5.10 The author rejects the State party's assertion that he has not indicated the amount of his Swiss pension, noting that it was stated in the appeal filed with the Constitutional Court. He also maintains that the Swiss pension was not calculated in accordance with the bilateral Agreement but in accordance with Swiss domestic legislation, and, since it is correct, is not disputed. With regard to the State party's assertion that the communication should be directed against both States parties to the Agreement, the author maintains the opposite, bearing in mind that:

(a) Switzerland is not a State party to the Optional Protocol;
(b) The Swiss pension he receives has been calculated independently, in accordance with article 7, paragraph 1, of the 1969 Agreement, and is equivalent to that received by a Swiss citizen or other foreign citizens working in Switzerland in the same circumstances. The Agreement makes no special provision for payment of the Swiss element of the pension, unlike the Spanish element;
(c) Switzerland has no competence in the determination or payment of, or in disputes relating to, the Spanish pension. It is the Spanish State that affords different treatment by proposing the incorporation without any reason, in drafting a social security agreement, of differing treatment that has no objective or rational justification.

5.11 The author also denies having sought application of the Agreement between Spain and Germany, as the State party appears to suggest. That Agreement was cited merely as an indication of the discriminatory treatment applied to the author. The State party, in determining retirement pensions differently under various bilateral agreements and in accordance with European Union regulations, discriminates on a random basis against emigrant workers. In his view, the State party should apply to migrants to any country in the world the mode of calculation applied to the pensions of its migrants to European Union countries. The State party should also propose the amendment of its bilateral agreements that do not allow for determination of the pension in the manner proposed.

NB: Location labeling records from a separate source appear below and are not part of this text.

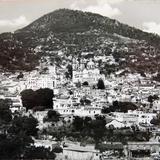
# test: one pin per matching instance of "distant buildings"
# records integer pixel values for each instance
(84, 71)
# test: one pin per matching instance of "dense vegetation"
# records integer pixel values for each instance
(37, 100)
(75, 32)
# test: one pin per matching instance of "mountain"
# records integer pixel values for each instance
(73, 32)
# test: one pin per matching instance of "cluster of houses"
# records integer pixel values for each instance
(86, 99)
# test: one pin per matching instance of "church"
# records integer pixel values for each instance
(84, 70)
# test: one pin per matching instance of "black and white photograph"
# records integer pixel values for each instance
(79, 79)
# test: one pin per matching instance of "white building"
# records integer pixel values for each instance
(83, 71)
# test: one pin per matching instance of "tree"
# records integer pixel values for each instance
(26, 125)
(45, 97)
(29, 98)
(100, 84)
(38, 153)
(5, 112)
(41, 97)
(85, 83)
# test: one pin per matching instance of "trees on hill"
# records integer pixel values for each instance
(40, 97)
(100, 84)
(5, 112)
(120, 107)
(52, 116)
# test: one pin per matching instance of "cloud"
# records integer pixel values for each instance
(18, 22)
(151, 27)
(103, 7)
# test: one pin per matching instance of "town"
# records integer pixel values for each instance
(86, 113)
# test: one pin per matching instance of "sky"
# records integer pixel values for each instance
(143, 14)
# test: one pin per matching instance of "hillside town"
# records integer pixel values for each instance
(128, 104)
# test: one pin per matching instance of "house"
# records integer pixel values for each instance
(116, 124)
(83, 71)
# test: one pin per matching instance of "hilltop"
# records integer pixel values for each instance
(73, 32)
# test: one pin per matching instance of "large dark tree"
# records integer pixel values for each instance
(26, 125)
(100, 84)
(5, 112)
(38, 153)
(41, 97)
(29, 98)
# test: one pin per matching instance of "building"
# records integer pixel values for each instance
(86, 71)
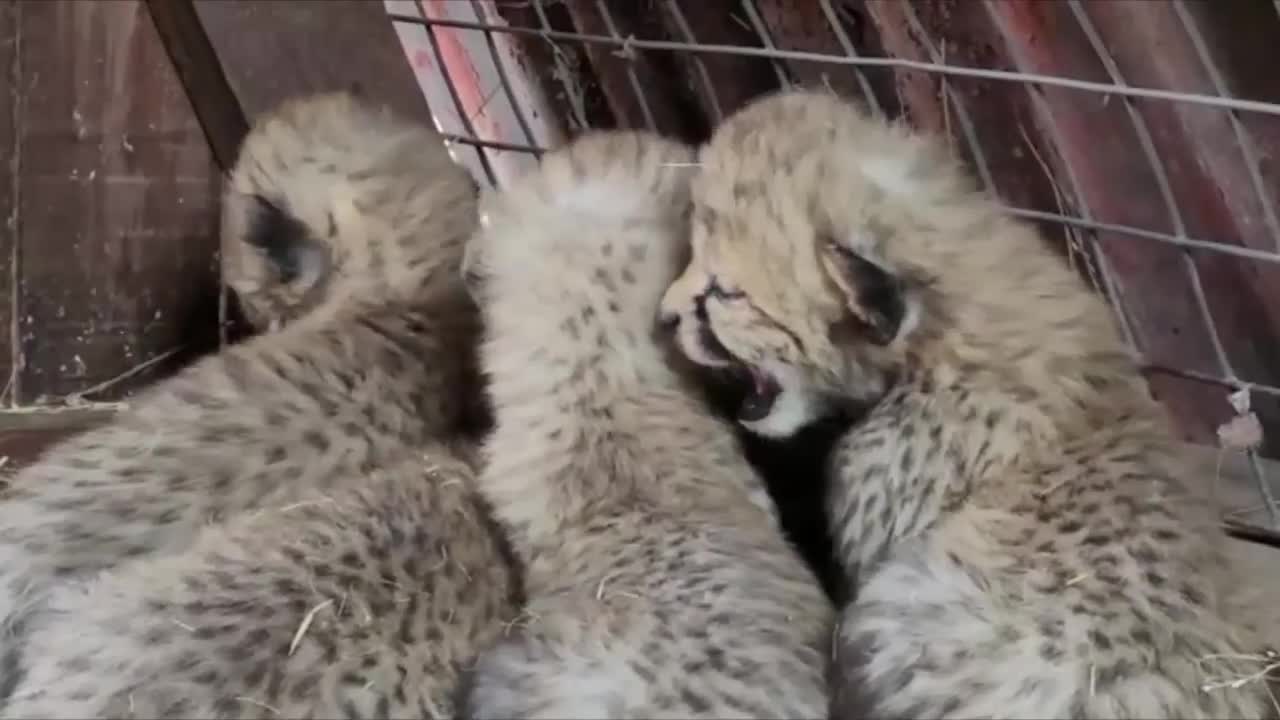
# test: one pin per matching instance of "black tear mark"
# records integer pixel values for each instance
(279, 235)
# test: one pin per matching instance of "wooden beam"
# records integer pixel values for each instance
(201, 73)
(10, 113)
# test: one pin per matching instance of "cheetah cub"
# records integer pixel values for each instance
(1011, 509)
(344, 231)
(365, 600)
(658, 580)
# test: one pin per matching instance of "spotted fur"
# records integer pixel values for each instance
(1014, 513)
(284, 472)
(658, 580)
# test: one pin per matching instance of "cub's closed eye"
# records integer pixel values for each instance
(716, 290)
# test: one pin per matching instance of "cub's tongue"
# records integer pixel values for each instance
(759, 400)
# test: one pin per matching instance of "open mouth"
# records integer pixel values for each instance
(762, 388)
(762, 393)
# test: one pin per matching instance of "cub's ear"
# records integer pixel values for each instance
(873, 296)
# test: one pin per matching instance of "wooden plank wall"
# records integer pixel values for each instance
(110, 197)
(109, 186)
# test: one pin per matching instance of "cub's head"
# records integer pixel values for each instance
(337, 200)
(600, 219)
(817, 249)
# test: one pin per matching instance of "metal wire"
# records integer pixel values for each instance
(1175, 236)
(805, 57)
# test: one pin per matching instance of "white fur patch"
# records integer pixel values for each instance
(890, 172)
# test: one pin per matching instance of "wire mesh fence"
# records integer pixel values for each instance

6.1 On 12 August 2003 the author sent the Committee information concerning new developments since his previous letter.

6.2 According to the author, on 1 June 2002 the bilateral Agreement on the free movement of persons between the European Union and Switzerland entered into force, making it possible for his Spanish pension to be calculated on the basis of Community legislation rather than the Agreement between Spain and Switzerland. To this end the author submitted appropriate requests to the competent administrative bodies, and filed an appeal before Madrid Social Court No. 4, which, in a judgement of 11 April 2003, awarded the author a pension of 1,363.06 euros a month from 1 June 2002 onwards, that is, three times more than the amount he had been receiving since 1995. The Spanish social security authority has implemented the judgement.

6.3 The author states that he has obtained satisfaction and has no claim against the State party with regard to the amount of his pension since 1 June 2002. However, he still considers that he has suffered discrimination under article 26 of the Covenant with regard to the period between 1 July 1995 and 31 May 2002. He thus reiterates the complaints made previously. The author recalls that the method of calculation applied to him from 1 June 2002 onwards, that is on the basis of his actual contributions, is the method he sought to have applied by the Spanish social security authority, in writing on 30 August 1996 and in his successive appeals.

6.4 The author also seeks a change in Spanish regulations to allow the calculation of the retirement pensions of all emigrants on the same basis as his is now calculated, that is, using the criteria applied to emigrants to European Union countries, irrespective of the country to which they emigrated.

6.5 The State party has not submitted any observations on the author's comments.


7.1 Before considering any claim contained in a communication, the Human Rights Committee must, in accordance with rule 87 of its rules of procedure, decide whether or not it is admissible under the Optional Protocol to the Covenant.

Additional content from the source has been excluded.